You are using an unsupported browser. Please use the latest version of Chrome, Firefox, Safari or Edge.
The one hundred honoree: Cellular Therapy and Transplantation Laboratory

Innovation Story

The one hundred honoree: Cellular Therapy and Transplantation Laboratory

Mass General Giving

The Mass General Cancer Center’s Cellular Therapeutics and Transplantation Laboratory (CTTL) is comprised of a team of medical technologists that provide support to the Bone Marrow Transplant Program. These technologists play an integral part in stem cell processing, transplant infusions and bone marrow harvests. Technologists also participate in numerous immunotherapy clinical trials to aid in the progression of research and improve patients’ lives.

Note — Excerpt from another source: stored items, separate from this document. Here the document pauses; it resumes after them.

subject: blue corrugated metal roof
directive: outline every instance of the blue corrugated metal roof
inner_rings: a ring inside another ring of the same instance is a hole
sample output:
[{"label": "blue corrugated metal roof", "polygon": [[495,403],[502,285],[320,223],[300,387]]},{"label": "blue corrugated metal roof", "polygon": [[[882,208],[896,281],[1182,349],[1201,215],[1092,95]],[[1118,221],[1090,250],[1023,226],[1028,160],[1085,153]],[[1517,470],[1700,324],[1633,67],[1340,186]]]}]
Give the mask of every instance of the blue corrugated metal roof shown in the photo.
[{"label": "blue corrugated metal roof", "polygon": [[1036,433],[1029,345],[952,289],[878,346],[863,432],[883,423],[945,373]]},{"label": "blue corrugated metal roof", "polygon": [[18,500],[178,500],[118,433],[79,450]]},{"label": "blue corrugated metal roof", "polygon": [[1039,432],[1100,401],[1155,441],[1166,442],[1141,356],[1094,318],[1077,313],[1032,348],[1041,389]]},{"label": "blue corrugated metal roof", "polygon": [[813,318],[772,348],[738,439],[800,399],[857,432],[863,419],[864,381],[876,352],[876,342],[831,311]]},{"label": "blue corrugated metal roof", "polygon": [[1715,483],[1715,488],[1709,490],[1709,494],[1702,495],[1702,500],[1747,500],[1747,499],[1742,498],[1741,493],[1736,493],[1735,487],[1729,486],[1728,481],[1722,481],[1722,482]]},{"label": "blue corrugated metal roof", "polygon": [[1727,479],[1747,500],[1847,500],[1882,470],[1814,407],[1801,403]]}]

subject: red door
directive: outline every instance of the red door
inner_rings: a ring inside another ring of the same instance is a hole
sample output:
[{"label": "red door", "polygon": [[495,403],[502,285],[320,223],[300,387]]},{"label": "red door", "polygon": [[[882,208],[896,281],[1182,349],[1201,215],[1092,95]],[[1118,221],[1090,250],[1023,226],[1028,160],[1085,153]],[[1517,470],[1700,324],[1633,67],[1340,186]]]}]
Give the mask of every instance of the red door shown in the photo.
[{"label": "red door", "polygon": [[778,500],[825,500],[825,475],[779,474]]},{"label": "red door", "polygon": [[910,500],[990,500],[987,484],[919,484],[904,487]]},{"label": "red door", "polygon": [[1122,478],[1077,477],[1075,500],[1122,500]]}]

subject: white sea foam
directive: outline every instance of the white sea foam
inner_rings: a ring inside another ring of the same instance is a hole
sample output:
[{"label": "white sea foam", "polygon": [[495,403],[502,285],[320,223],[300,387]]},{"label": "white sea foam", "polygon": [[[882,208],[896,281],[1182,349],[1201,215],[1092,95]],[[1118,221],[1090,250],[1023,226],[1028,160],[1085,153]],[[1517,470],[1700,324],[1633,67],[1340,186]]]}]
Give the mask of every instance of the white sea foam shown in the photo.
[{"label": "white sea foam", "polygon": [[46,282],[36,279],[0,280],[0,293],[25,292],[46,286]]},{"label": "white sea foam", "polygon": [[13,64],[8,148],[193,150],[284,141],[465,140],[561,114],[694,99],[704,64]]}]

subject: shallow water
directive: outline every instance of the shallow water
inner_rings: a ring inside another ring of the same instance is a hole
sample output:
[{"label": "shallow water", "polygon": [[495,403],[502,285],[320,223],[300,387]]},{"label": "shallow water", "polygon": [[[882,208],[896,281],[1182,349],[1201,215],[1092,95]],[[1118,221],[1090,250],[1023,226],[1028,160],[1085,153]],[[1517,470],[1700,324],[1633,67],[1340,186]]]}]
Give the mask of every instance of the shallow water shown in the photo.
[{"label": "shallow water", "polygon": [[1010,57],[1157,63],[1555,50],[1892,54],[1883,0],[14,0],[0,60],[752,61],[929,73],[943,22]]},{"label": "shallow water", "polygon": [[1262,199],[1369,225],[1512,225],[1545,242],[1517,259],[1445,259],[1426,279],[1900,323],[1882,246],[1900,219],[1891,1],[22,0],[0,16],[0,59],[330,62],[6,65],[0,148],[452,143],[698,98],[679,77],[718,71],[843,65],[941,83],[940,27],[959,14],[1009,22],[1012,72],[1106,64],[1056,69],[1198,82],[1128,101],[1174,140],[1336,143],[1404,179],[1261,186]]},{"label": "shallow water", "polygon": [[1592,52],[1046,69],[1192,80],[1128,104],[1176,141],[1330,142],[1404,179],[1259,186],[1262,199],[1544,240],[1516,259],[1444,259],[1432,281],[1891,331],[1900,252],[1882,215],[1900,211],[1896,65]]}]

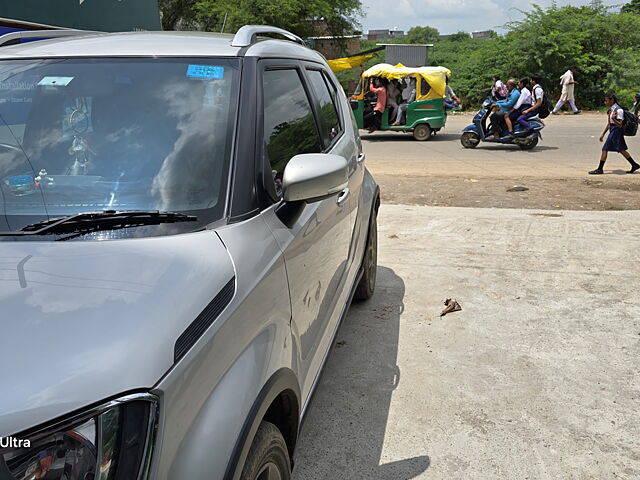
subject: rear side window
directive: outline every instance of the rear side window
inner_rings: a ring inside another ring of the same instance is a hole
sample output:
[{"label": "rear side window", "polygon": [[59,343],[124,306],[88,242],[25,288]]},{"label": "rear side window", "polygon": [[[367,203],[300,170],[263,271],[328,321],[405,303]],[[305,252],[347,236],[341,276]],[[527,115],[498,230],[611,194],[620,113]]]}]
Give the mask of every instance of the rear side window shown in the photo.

The Bone Marrow Transplant Program was founded by CTTL Medical Director Thomas Spitzer, MD, in 1992. In 1993, the laboratory supported 15 transplants. Since then, more than 2500 transplants have been performed at Mass General including more than 200 transplants in 2016. All cellular products are processed by the lab’s technologists prior to infusion. Technologists handle products ranging from autologous stem cells to allogeneic stem cells, assist with bone marrow collections, and process and assist in the infusion of cord blood cells. Depending on the compatibility of the product to the recipient, the technologist may perform lengthy processing procedures prior to infusion.

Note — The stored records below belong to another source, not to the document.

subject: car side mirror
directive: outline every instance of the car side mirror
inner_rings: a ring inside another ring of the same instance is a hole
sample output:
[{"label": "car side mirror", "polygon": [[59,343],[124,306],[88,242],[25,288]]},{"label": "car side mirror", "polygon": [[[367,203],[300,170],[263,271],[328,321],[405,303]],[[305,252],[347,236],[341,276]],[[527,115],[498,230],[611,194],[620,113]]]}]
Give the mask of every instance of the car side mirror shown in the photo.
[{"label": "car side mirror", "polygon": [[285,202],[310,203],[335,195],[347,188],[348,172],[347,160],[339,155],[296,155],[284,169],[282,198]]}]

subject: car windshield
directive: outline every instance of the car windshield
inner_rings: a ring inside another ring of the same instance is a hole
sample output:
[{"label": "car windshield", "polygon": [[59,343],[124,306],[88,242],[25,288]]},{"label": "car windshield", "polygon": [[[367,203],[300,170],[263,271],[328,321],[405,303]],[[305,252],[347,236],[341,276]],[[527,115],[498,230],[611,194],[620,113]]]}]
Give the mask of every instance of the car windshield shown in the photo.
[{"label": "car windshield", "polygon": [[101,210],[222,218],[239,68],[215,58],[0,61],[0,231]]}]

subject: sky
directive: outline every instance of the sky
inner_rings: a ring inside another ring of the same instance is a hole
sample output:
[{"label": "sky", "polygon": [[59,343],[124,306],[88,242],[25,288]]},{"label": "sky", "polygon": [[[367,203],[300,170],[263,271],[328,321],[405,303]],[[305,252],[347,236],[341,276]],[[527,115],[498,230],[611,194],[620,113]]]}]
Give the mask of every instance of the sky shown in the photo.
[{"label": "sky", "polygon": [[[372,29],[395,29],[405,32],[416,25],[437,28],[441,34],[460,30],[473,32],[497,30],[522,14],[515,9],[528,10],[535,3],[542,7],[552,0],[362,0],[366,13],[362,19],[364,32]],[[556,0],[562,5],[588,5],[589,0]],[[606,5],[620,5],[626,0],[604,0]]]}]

As a collection and transplant center for the National Bone Marrow Donor Program, the laboratory also processes cellular products for other transplant centers. Through this program, donors in the area are able to donate stem cells or bone marrow for patients across the world, saving many lives.

The laboratory plays a critical role in clinical trials undertaken by the Bone Marrow Transplant Program. All trials requiring the collection and manipulation of cells are facilitated by the technologists.

The staff of the CTTL is dedicated to enabling life saving transplants for patients with life threatening hematologic malignancies and other blood disorders. “The CTTL has a passion for moving the field forward for stem cell therapy,” says one nominator. “Clinicians, donors, patients and other laboratories have all been affected by their great work.”